This might come as a surprise to some, but there was a time that BMW and McLaren USA collaborated to campaign a lightweight, 600-plus horsepower E21 320i Turbo, taking the challenge to the competitors in IMSA's Group 5 class.
Formula 1 racing embodies the pinnacle of automotive technology, where many innovations and ideas are proven before trickling down to production cars. However, this wasn’t always the case, as BMW raced its first generation 3-series chassis, the E21, in IMSA competition in 1977. While competing with this new platform was not a secret, its ulterior purpose of developing the new turbocharged M12 engine with McLaren Engines that would later be employed in Formula racing certainly was.
BMW E21 vs. Porsche 935
BMW Motorsport and McLaren Engine built a total of five 320i racecars to compete in the IMSA Group 5 category in the USA. The first two E21 racecars debuted in 1977 and went wheel-to-wheel against Porsche’s quick and powerful 935. The Group 5 competition proved fierce, to say the least, and BMW had its share of growing pains during that first year in competition. The factory BMW Motorsport team needed to be even more competitive.
Three’s a Charm
For the 1978 race season, BMW cut nearly 300 pounds from the E21 you see here, chassis #003, making it the lightest of the five that BMW campaigned between 1977-1979. At a sub-ton weight of only 1,850 pounds, BMW intended to level the playing field against the competitive Porsche 935 entries with an aggressive power-to-weight ratio. McLaren further developed the M12 engine, squeezing an incredible 650 horsepower from the 2.0-liter engine. To take this flyweight rocket around the track, BMW chose David Hobbs to pilot chassis #003. This decision proved a sound strategy, as Hobbs secured the pole position in only the second race of the 1978 season at Sears Point, later going on to take the win as well.

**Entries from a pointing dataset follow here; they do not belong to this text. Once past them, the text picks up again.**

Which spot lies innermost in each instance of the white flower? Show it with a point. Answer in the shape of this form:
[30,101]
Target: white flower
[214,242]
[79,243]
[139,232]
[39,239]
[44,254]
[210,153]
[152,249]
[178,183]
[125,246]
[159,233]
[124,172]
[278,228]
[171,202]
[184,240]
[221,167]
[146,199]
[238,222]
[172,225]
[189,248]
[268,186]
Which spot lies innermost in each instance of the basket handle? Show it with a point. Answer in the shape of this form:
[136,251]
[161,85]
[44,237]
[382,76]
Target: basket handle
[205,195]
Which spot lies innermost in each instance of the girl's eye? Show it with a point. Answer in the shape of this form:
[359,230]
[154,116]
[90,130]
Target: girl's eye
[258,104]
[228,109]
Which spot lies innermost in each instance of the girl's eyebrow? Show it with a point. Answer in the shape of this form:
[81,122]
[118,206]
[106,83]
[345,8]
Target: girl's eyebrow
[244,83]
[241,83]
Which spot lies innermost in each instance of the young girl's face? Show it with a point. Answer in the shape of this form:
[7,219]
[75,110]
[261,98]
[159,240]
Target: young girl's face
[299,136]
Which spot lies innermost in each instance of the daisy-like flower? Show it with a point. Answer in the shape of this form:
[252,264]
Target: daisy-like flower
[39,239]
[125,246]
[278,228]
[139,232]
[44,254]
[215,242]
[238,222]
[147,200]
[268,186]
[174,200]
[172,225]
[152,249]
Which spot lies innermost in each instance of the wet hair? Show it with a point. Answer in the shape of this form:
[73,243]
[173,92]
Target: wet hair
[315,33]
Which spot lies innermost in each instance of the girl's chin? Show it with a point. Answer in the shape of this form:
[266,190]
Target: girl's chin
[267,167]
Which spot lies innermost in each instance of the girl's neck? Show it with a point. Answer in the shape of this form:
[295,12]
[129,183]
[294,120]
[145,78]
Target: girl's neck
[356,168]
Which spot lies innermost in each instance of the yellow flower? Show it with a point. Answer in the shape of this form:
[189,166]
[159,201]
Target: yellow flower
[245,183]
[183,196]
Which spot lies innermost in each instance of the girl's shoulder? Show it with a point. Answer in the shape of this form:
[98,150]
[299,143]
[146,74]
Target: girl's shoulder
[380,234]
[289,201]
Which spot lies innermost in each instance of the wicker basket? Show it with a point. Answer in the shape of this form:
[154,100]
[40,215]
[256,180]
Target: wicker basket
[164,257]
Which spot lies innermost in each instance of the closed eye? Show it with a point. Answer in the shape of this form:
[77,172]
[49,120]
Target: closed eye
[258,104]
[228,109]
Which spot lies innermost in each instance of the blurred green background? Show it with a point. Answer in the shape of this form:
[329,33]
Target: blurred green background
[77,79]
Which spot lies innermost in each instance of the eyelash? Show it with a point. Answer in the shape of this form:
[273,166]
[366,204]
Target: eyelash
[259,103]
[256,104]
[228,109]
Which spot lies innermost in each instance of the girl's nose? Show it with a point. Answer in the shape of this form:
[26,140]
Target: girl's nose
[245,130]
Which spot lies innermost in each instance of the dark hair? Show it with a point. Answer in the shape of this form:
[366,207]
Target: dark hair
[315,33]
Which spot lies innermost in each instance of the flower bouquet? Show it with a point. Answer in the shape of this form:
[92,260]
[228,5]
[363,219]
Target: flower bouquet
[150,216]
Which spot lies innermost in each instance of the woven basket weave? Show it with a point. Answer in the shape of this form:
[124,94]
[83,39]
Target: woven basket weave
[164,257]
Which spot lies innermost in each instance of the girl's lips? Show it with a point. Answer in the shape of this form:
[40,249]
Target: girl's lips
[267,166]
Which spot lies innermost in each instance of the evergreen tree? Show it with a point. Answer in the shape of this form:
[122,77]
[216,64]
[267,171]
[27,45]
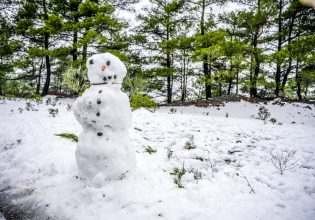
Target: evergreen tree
[160,24]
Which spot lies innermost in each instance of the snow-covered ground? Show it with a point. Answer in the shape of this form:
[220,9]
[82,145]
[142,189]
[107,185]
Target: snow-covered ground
[228,173]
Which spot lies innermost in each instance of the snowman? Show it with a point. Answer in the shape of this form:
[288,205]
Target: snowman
[104,151]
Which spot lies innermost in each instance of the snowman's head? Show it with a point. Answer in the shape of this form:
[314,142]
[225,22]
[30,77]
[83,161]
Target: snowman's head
[105,68]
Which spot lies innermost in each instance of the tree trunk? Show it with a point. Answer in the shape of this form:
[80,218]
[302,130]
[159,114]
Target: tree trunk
[168,65]
[169,87]
[47,58]
[289,68]
[230,80]
[237,82]
[298,83]
[205,57]
[39,77]
[183,97]
[253,89]
[278,70]
[253,84]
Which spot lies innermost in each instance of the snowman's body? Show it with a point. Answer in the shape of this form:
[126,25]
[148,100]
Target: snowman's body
[104,151]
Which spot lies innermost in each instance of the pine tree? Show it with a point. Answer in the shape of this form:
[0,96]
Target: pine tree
[160,24]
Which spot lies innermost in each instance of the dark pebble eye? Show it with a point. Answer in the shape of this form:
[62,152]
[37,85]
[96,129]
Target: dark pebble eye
[99,133]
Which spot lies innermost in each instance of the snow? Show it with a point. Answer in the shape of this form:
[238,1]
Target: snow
[40,168]
[104,152]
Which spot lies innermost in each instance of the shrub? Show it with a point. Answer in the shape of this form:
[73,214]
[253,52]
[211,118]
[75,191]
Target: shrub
[53,111]
[150,150]
[273,120]
[173,110]
[178,173]
[142,101]
[283,160]
[263,113]
[190,144]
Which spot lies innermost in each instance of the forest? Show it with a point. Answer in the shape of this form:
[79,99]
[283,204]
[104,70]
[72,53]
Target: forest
[176,51]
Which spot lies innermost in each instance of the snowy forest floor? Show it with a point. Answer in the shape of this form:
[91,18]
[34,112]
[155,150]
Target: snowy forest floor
[223,157]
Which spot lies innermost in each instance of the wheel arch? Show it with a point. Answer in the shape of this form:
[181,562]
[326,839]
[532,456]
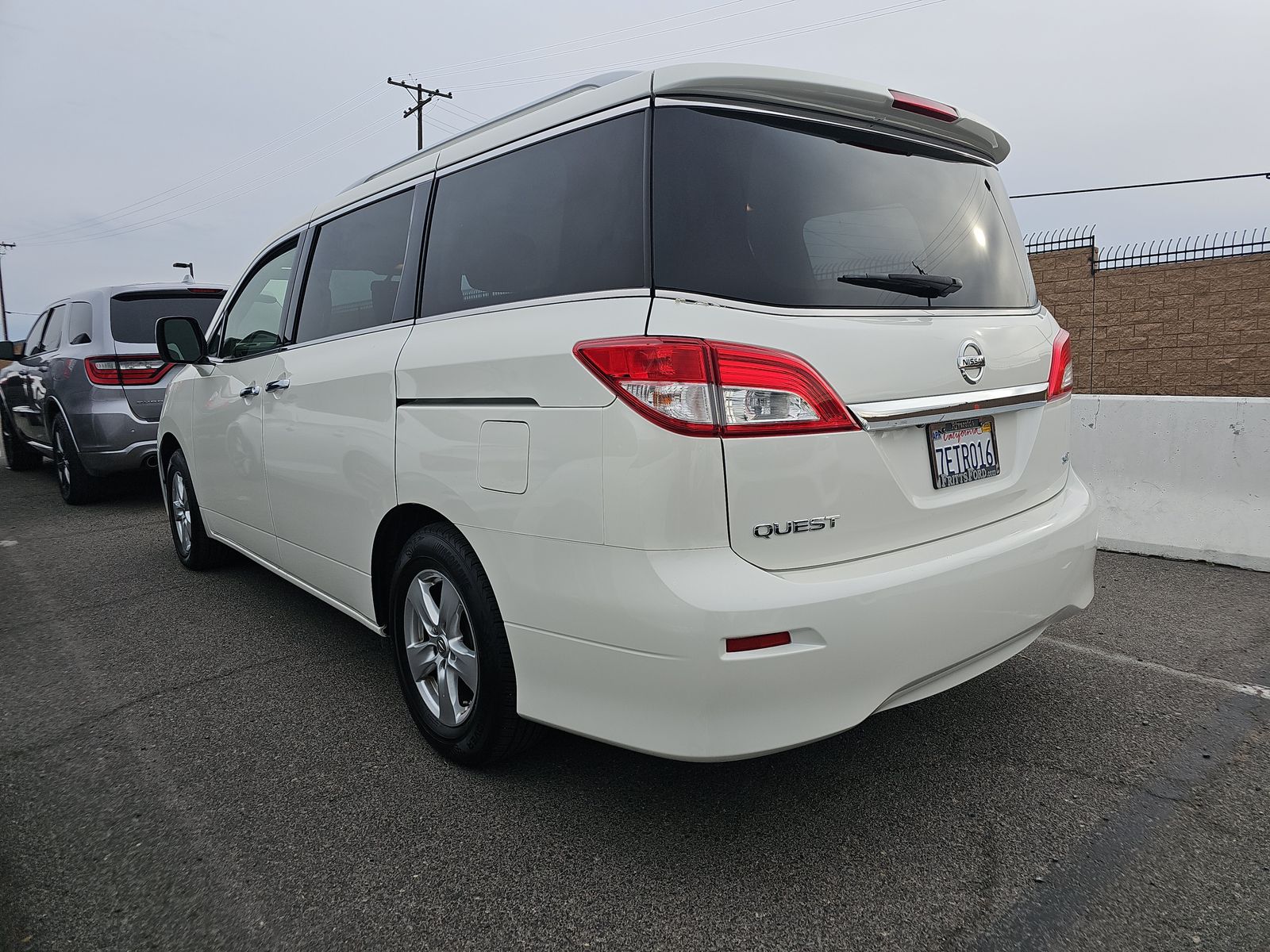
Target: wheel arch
[168,446]
[397,526]
[52,410]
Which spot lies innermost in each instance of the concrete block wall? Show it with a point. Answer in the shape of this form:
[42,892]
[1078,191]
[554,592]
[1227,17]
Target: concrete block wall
[1187,329]
[1187,478]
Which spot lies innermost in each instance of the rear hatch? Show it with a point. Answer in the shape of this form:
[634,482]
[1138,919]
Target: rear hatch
[892,267]
[133,315]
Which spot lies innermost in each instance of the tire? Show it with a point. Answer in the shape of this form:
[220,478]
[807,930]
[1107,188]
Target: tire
[76,484]
[17,455]
[194,547]
[456,677]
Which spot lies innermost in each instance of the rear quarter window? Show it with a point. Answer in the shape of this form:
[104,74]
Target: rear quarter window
[806,215]
[564,216]
[133,317]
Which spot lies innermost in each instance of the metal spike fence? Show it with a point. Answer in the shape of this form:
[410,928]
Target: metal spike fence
[1060,239]
[1198,248]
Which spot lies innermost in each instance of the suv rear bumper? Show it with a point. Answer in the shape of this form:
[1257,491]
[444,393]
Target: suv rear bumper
[139,456]
[628,647]
[114,442]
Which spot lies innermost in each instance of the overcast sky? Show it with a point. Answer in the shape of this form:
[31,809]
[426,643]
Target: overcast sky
[140,132]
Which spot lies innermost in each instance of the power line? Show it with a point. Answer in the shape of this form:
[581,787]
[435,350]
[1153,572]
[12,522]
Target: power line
[238,190]
[1145,184]
[419,102]
[4,313]
[210,177]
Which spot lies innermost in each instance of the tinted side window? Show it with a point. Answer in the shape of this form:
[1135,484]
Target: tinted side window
[52,336]
[135,315]
[356,270]
[79,325]
[32,346]
[559,217]
[254,321]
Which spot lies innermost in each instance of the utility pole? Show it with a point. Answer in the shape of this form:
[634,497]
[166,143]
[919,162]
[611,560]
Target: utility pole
[4,311]
[419,102]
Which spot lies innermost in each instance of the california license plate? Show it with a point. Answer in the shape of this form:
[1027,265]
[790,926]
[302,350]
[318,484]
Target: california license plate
[963,451]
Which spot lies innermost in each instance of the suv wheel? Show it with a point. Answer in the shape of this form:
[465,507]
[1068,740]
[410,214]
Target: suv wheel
[17,454]
[452,657]
[76,484]
[194,547]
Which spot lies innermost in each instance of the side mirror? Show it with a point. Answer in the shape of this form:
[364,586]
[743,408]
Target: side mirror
[181,340]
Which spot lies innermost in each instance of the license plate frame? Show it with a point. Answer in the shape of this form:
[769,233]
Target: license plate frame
[972,474]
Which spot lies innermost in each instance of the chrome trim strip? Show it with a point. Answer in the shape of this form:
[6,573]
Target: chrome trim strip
[889,314]
[861,121]
[537,302]
[918,412]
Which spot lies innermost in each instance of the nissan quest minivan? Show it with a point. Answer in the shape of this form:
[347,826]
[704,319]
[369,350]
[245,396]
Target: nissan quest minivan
[704,412]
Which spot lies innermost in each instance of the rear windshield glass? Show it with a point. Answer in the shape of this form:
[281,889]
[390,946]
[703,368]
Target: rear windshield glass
[778,213]
[133,319]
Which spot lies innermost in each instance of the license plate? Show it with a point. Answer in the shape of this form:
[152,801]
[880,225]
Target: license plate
[963,451]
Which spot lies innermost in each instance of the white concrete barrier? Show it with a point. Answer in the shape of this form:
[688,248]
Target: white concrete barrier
[1187,478]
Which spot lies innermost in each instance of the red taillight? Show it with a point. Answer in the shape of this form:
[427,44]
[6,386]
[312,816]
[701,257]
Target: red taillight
[1062,374]
[126,371]
[714,389]
[756,641]
[922,106]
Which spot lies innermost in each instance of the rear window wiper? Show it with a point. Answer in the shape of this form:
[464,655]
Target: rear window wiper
[916,285]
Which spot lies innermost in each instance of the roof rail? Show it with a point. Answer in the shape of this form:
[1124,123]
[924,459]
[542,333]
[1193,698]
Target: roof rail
[586,86]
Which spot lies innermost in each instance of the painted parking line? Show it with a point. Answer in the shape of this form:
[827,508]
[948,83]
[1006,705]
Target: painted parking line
[1260,691]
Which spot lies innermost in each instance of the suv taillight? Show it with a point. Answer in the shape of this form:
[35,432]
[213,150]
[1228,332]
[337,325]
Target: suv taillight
[714,389]
[126,371]
[1062,374]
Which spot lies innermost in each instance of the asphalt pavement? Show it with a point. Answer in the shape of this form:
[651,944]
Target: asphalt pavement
[220,762]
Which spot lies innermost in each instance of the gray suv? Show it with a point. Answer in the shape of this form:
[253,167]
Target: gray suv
[87,386]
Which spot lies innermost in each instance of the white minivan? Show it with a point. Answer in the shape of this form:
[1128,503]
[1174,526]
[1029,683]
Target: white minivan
[704,412]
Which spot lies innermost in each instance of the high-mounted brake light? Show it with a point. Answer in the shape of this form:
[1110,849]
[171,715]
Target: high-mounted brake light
[129,372]
[1062,372]
[922,106]
[715,389]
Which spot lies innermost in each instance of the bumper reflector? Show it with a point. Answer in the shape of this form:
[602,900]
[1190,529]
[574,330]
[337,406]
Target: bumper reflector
[753,643]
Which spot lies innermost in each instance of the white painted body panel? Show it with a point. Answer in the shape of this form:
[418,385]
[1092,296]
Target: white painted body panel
[620,552]
[329,457]
[641,663]
[878,484]
[226,437]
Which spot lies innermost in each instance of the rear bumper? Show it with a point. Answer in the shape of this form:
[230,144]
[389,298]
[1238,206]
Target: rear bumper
[114,442]
[628,647]
[143,455]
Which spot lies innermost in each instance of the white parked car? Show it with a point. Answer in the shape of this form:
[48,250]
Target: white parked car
[705,412]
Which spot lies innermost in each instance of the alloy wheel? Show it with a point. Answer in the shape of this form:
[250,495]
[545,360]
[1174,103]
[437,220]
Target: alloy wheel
[61,463]
[182,520]
[441,647]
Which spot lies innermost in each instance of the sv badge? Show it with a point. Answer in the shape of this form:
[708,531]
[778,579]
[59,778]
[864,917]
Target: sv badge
[766,530]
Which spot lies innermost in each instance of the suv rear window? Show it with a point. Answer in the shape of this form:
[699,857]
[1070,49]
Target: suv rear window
[776,211]
[133,317]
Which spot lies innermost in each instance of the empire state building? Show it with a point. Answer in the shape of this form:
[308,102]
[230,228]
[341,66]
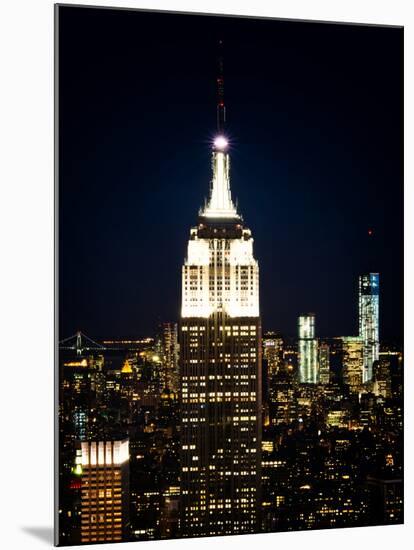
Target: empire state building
[220,366]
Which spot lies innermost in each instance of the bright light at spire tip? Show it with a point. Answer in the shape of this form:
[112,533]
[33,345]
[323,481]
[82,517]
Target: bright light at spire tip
[220,142]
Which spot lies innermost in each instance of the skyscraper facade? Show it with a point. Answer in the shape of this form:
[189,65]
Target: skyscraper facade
[352,362]
[170,356]
[308,350]
[220,368]
[105,491]
[324,364]
[369,321]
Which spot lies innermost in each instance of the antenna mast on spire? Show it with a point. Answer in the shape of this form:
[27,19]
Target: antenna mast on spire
[221,109]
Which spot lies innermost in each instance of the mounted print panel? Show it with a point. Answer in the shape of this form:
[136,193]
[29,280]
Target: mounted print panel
[229,275]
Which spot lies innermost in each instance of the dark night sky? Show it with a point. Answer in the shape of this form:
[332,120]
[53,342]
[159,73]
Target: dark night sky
[315,121]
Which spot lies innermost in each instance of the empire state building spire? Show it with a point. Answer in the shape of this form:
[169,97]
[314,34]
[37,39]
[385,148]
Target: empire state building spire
[220,204]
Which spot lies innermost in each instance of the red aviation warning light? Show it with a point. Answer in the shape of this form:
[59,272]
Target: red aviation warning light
[221,109]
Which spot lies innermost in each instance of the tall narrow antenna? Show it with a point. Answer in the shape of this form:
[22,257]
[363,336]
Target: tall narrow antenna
[221,109]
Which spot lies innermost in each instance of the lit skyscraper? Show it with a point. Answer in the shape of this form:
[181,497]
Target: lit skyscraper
[105,491]
[170,356]
[324,364]
[308,350]
[369,321]
[352,361]
[220,367]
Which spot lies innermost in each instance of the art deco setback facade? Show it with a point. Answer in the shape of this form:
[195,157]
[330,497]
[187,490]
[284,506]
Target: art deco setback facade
[220,369]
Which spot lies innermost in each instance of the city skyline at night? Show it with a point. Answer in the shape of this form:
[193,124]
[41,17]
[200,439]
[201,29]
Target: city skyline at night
[315,139]
[198,396]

Since this E21 still turns laps at exhibition events like the annual Rolex Monterey Motorsports Reunion, the safety features were brought up to modern specifications. A Racetech bucket seat and a six-point Schroth harness secure the driver firmly behind the wheel, while Simpson netting provides an additional barrier of protection.
The leather-wrapped, three-spoke BMW Motorsport steering wheel continues to deliver steering input to the front wheels.
A custom gauge cluster centers on a VDO tachometer flanked by an oil pressure gauge and a quartet of temperature gauges that report water, oil, differential, and transmission fluid temperatures.
Next to the driver’s right hip behind the shifter sits a circuit breaker panel with a manual boost control knob.
The pedals are located fairly close together to facilitate heel-toe shifting as well as trail braking. A dimple die dead pedal bolts to the floor, left of the clutch pedal.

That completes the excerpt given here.